Step-by-step explanation:
Step 1:
The balanced equation for the reaction. This is given below:
2AgNO3 + MgCl2 —> 2AgCl + Mg(NO3)2
Step 2:
Determination of the mass of MgCl2 that reacted and the mass of AgCl produced from the balanced equation.
This is illustrated below:
Molar mass of MgCl2 = 24 + (2x35.5) = 95 g/mol
Mass of MgCl2 from the balanced equation = 1 x 95 = 95 g
Molar mass of AgCl = 108 + 35.5 = 143.5 g/mol
Mass of AgCl from the balanced equation = 2 x 143.5 = 287 g
Thus, from the balanced equation above,
95 g of MgCl2 reacted to produce 287 g of AgCl.
Step 3:
Determination of the mass of AgCl produced from the reaction of 34.3 g of MgCl2.

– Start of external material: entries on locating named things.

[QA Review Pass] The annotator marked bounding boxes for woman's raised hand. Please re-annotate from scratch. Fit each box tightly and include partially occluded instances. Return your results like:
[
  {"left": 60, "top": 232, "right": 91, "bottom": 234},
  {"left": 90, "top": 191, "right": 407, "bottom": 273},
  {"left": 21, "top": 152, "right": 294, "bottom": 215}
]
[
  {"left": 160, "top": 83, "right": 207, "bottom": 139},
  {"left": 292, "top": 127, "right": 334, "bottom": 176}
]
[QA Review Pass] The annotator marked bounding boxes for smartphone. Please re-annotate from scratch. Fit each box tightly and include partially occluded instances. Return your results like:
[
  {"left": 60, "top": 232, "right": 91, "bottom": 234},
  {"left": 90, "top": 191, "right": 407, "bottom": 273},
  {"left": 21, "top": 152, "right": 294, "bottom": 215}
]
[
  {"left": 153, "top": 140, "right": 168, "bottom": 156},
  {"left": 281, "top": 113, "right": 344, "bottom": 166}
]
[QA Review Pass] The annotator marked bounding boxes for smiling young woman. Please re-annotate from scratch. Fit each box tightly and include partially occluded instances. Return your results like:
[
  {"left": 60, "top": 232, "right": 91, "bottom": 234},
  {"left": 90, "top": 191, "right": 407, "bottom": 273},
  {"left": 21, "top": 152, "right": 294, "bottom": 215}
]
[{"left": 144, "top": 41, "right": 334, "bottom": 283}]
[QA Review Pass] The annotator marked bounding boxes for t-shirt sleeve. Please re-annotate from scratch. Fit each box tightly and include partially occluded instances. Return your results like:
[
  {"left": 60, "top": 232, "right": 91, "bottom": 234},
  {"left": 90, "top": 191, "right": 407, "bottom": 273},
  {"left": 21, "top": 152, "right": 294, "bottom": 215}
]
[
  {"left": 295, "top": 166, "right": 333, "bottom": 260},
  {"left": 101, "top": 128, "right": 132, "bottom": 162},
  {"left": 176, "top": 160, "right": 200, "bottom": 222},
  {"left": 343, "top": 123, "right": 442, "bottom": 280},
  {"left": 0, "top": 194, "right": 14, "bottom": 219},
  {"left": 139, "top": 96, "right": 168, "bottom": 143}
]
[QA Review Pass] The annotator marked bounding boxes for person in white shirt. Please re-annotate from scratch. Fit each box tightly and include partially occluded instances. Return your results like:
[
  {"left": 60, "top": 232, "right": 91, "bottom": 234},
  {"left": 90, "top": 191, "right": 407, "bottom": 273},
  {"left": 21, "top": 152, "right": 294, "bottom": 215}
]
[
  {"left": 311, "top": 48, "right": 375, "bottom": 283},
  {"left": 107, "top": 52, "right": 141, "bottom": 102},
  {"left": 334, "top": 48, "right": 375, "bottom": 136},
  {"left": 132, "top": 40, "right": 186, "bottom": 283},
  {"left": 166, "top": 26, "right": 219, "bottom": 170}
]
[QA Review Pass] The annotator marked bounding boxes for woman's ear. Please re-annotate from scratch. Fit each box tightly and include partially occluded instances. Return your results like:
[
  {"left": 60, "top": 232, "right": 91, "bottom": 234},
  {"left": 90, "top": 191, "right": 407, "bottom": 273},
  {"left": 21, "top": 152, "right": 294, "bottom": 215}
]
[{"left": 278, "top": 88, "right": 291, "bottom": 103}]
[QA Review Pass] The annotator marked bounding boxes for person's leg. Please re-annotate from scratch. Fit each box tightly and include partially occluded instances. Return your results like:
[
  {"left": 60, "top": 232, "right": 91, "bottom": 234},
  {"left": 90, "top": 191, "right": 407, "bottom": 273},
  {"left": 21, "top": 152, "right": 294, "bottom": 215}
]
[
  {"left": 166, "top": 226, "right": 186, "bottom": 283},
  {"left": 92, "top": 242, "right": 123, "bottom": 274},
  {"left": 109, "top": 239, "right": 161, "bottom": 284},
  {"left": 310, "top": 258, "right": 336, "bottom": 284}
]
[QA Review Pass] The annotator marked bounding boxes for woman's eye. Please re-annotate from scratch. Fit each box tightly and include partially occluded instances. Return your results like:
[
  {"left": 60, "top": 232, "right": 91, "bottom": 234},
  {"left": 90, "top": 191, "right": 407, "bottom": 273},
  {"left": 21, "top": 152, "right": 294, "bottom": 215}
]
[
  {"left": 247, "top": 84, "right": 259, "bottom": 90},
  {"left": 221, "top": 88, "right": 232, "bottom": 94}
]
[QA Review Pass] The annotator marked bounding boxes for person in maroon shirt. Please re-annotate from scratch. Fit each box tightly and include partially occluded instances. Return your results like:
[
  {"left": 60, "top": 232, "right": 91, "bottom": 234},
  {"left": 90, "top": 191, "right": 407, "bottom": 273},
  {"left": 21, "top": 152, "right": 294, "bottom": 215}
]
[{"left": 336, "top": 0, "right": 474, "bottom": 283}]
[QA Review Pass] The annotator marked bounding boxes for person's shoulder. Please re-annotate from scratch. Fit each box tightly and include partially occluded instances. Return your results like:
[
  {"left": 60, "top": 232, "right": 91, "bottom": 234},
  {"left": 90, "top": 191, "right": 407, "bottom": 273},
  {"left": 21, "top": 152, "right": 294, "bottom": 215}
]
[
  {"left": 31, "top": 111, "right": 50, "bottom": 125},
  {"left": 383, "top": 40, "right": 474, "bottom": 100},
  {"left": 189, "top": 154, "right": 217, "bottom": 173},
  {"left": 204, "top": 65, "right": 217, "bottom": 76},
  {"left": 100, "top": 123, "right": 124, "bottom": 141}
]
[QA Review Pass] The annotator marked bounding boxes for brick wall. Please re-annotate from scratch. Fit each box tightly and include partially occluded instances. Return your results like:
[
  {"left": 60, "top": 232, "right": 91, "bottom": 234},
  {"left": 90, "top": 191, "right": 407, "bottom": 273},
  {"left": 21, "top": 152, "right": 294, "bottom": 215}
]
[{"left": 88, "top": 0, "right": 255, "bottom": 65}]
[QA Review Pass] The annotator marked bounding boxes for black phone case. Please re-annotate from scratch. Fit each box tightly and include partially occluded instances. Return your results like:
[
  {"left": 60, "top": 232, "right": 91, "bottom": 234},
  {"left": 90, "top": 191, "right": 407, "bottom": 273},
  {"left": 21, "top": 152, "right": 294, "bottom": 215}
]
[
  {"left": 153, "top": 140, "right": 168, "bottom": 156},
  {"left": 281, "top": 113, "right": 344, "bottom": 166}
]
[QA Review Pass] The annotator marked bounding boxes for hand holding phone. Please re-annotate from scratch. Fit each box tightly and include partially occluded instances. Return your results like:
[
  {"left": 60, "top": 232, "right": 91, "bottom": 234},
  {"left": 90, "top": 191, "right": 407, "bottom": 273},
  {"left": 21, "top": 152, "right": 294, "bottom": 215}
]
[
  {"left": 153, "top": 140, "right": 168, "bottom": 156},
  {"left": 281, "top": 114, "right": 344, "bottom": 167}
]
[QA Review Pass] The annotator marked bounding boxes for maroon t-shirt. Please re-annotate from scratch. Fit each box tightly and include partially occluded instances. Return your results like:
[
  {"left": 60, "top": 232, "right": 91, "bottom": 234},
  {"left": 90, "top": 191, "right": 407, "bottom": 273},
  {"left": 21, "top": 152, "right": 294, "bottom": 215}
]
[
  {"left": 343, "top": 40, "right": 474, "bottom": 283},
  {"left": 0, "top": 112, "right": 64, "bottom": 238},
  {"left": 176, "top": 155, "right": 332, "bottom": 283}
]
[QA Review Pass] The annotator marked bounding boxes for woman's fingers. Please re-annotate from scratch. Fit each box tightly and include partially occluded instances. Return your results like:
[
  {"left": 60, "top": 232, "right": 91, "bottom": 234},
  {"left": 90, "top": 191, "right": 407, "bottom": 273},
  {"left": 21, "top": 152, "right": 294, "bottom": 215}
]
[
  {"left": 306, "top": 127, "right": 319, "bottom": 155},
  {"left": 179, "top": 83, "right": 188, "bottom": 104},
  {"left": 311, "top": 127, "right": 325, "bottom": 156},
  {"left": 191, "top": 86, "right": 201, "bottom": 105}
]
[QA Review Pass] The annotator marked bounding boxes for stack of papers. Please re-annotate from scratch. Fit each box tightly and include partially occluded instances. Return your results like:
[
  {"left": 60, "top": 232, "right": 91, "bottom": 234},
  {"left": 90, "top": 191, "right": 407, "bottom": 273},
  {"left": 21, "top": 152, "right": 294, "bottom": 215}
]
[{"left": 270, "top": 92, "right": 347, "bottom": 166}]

The mass of AgCl produced from the reaction can be obtained as follow:
Form the balanced equation above,
95 g of MgCl2 reacted to produce 287 g of AgCl.
Therefore, 34.3 g of MgCl2 will react to produce = (34.3 x 287)/95 = 103.62 g of AgCl.
Therefore, 103.62 g of AgCl were produced from the reaction.